Union Station feels a little brighter

January 4, 2013 at 1:27 pm

I haven’t taken a train to or from Union Station in Chicago for a few months, but today I noticed that many of the lights in the station felt a little brighter.


North concourse of Union Station, Chicago. Credit: Shaun Jacobsen.


According to the Union Station website, many of the station’s lightbulbs were changed recently. As a result, there is an annual savings of 3,142,932 kWh, or $336,402 in energy costs, annually.

Union Station always felt a little dreary (the Great Hall notwithstanding), if not because of the lightbulbs, because of the low ceilings or pollution from the diesel trains on the tracks. It feels a little brighter now.

Chicago Union Station’s unfortunately underused Great Hall. Credit: Wikipedia.

It would take some high ceilings and natural light for Union Station to feel like a more “European” station. That’s not to say that we should be building stations modeled after European stations, but most of them do feel airier and brighter. Most trains in Europe are also electrified, meaning no local pollution.

Gare du Nord in Paris

Gare du Nord in Paris. The regional/international station is also connected to Metro lines 4 and 5, and RER lines B and D. Credit: Wikipedia.
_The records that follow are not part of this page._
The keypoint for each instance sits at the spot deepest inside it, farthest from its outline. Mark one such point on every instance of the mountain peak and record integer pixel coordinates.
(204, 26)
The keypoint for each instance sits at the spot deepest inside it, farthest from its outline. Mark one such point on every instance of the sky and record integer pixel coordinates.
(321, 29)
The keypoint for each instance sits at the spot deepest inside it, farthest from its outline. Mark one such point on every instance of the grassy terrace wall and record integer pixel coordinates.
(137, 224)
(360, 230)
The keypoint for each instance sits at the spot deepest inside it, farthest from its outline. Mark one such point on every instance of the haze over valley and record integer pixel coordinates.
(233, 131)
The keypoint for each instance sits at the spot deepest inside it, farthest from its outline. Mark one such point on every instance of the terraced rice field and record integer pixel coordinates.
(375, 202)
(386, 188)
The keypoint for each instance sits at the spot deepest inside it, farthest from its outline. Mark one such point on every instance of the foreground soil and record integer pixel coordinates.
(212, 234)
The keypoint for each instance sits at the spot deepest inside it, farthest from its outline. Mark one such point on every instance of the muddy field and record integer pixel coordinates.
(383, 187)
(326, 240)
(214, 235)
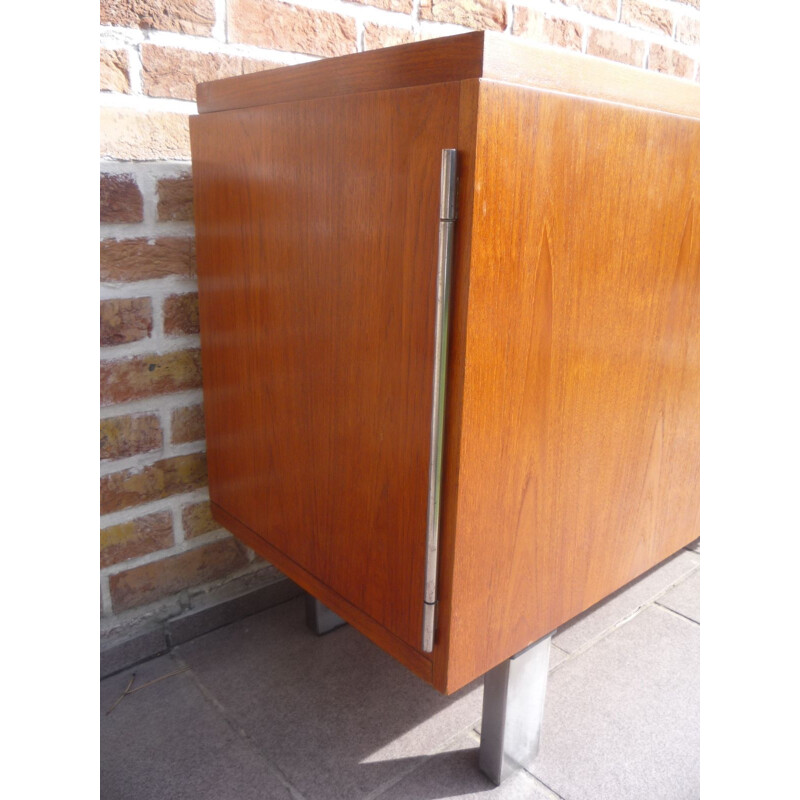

It’s worth noting different train station designs around the world. I haven’t visited many stations in America outside Europe, since we don’t have a very decent regional train network in the U.S., but I do know that there are some gems. I have visited Grand Central in New York, whose concourse is very open (the tracks are not). I’ve also heard that Union Station in Washington, D.C. is very nice. It would be nice if the Great Hall in Union Station could see more “life” like Grand Central.

If you’ve seen “airier” and “brighter” train stations here in the States, where are they?